On Wed, Feb 7, 2018 at 4:29 AM, Mark Brown broonie@kernel.org wrote:
I'm frankly a little bit confused about what went wrong here, usually git does manage to elide empty merges - for example, if I ask git to merge four branches two of which are already merged:
Yes, so git does elide truly trivial merges, but the git triviality test is actually not "have all the commits been merged elsewhere", but "are all the branches completely just subsets in history of each other".
So a single extra merge commit that exists in one branch but not the others will defeat that, and then you get a merge of a merge etc. That's something we saw early on, when people would do daily back-merges - even if there was no extra work in the development branch, the previous back-merge *itself* would mean that the merge wouldn't fast-forward to the upstream code, but would just do another merge, because upstream wasn't a full superset of the development branch due to the previous back-merge that wasn't upstream.

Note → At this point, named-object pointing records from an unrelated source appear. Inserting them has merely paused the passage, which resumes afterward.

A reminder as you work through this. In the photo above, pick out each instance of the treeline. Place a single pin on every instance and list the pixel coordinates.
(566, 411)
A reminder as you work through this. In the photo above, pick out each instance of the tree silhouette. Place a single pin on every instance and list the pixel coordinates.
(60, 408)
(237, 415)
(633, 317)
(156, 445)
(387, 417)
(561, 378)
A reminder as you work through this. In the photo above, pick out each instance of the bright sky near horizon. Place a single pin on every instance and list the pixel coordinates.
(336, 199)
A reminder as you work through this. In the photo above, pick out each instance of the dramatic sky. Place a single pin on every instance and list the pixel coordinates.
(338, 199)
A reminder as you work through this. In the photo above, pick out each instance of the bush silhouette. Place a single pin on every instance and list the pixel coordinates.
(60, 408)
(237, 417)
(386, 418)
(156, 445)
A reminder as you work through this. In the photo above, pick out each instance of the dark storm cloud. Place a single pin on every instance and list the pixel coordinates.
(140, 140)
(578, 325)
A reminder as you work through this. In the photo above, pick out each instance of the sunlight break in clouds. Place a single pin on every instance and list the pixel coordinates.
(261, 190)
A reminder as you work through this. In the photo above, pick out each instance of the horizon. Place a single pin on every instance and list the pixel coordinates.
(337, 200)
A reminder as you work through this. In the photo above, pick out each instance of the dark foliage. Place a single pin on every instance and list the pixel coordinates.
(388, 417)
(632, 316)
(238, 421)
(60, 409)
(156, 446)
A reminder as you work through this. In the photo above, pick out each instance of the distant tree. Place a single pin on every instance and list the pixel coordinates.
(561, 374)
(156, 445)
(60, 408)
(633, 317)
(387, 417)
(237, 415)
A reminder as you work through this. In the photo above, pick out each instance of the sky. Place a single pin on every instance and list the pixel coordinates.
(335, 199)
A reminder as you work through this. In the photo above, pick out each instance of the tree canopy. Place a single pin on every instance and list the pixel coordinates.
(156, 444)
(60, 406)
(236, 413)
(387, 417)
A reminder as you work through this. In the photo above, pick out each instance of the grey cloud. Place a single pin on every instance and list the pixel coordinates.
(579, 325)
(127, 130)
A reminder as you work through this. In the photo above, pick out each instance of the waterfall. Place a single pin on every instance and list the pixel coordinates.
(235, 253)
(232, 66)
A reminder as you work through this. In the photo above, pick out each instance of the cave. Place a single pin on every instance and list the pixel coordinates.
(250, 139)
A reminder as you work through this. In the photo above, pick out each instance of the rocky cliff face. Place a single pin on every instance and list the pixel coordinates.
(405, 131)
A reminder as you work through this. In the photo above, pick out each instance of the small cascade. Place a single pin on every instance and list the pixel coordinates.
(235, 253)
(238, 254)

But in this case, the issue doesn't seem to be a previous back-merge, but simply that the commits ion question had been merged up-stream - but they weren't in your development branch, so when your development branch does a merge, to *that* branch it looks like new commits, even if it isn't anythign new or interesting to *me*, because I got those commits from Takashi's pull two weeks ago.
This new pull request looks better, I'll look at it next.